Consider a second order initial value problem of the form \[\label{GrindEQ__29_} y^{''}+4y=2.5sin3x, {y\left(0\right)=y}^{'}\left(0\right)=0 \tag{33}\] At \(x_n=nh,\ n=0,\ 1,\ 2,\ \dots ,\ 10,\ \mathrm{with\ step\ length}\ \ \)

\(h=0.1.\ \ \)The exact solution of (33) is given by \[\label{GrindEQ__30_} y\left(x\right)=\frac{3}{4}{\mathrm{sin} \left(2x\right)\ }-\frac{1}{2}\mathrm{sin}\mathrm{}(3x) \tag{34}\] The comparative analysis of the results generated via FFS and IEM in the context of the Exact Solution (ES) is shown in Table 1. The absolute errors generated/incurred via the methods at each node of the computation were shown in Table 2.

5. Conclusion

In this paper, we have compared the Fadugba-Falodun Scheme (FFS) with the well-known existing method, denoted as “IEM,” for solving the initial value problem of second-order ordinary differential equations.
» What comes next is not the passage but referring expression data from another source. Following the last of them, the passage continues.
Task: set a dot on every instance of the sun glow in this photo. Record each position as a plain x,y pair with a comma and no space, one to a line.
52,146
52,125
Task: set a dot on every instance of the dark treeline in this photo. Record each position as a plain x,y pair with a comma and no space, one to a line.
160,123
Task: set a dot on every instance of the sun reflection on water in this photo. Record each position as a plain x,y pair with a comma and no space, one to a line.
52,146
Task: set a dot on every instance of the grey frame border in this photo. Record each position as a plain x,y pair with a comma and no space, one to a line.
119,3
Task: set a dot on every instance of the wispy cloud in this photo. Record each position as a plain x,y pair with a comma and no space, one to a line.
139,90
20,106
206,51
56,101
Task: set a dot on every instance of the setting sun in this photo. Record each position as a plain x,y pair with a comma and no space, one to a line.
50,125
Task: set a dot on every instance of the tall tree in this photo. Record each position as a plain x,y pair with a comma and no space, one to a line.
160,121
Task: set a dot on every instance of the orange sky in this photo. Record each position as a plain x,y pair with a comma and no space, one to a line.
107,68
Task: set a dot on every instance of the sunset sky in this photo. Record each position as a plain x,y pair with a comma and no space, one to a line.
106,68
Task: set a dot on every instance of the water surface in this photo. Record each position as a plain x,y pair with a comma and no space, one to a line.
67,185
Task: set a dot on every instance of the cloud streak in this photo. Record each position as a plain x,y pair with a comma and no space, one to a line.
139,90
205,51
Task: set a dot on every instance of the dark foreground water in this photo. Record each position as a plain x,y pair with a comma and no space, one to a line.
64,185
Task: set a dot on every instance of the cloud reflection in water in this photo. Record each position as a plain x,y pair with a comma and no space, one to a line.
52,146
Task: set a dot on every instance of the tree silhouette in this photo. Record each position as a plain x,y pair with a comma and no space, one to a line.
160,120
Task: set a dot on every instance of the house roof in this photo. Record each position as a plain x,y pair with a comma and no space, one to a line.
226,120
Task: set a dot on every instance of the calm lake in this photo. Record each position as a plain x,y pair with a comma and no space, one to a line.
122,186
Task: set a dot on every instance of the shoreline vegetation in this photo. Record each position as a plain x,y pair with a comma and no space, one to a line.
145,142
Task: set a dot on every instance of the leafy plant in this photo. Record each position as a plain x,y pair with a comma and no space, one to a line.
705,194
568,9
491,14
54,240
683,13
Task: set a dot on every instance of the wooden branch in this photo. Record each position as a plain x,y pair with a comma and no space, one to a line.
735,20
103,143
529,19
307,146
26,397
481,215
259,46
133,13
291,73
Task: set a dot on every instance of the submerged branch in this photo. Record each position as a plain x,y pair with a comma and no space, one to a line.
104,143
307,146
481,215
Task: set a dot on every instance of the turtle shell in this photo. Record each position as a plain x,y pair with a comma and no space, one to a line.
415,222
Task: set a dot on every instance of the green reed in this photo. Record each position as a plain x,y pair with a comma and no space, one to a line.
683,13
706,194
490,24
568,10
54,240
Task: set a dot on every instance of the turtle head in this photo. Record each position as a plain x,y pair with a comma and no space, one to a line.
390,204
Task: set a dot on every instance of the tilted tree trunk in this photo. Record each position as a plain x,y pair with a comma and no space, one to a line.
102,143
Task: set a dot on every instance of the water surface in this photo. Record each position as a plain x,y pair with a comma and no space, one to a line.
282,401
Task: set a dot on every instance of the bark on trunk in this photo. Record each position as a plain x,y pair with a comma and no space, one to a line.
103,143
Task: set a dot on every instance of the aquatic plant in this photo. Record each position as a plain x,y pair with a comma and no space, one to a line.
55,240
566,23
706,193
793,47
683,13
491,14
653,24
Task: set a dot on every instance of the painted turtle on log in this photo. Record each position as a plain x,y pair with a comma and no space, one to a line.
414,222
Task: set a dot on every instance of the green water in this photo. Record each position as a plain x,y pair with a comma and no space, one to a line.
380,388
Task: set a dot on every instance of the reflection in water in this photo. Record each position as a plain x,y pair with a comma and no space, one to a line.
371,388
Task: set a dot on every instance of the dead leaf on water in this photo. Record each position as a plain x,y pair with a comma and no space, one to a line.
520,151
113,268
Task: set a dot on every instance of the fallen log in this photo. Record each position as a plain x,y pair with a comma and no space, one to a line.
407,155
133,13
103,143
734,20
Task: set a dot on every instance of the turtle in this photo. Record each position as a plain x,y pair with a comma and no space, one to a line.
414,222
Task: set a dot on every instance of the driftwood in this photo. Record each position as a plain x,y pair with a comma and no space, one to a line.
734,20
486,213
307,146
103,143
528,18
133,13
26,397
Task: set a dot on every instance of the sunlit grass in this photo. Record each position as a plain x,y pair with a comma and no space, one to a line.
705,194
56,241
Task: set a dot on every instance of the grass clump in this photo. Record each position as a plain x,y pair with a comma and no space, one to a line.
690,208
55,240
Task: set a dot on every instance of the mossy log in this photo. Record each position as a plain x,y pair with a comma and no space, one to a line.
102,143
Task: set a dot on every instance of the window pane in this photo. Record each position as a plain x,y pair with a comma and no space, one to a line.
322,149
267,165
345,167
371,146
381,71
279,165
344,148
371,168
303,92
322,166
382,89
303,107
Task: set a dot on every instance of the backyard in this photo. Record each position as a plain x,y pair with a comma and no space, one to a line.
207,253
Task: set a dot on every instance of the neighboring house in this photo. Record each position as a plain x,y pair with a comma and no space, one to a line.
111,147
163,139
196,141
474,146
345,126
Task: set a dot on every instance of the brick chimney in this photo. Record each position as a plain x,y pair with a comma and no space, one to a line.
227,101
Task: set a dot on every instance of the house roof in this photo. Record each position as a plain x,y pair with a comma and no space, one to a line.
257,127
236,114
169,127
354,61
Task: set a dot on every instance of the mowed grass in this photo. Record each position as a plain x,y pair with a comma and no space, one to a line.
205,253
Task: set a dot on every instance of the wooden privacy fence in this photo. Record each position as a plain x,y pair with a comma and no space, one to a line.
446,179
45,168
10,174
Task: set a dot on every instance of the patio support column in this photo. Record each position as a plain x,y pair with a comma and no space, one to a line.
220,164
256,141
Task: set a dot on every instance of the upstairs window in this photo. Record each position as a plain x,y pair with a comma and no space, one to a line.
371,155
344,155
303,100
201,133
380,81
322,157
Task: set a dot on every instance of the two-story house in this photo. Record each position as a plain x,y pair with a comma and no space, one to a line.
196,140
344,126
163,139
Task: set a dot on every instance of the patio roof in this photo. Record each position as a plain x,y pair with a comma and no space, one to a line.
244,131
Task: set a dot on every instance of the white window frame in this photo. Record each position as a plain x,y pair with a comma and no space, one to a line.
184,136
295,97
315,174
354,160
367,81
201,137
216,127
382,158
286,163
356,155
To assess the accuracy and performance of these methods in the context of the exact solution, we have solved an illustrative example. Absolute errors at each nodal point were computed using MATLAB (R2014a). The results presented in Table 1 indicate that the results obtained with FFS closely align with those of the exact solution. Furthermore, the table demonstrates a perfect agreement between FFS and the exact solution (ES). In Table 1, it is noticeable that there is no significant difference between the results obtained with FFS and ES, in contrast to the performance of IEM. These results suggest that FFS is a promising alternative method for solving initial value problems of second-order ordinary differential equations. In future studies, the method can be further explored for solving higher-order ordinary differential equations, particularly those with singularity points.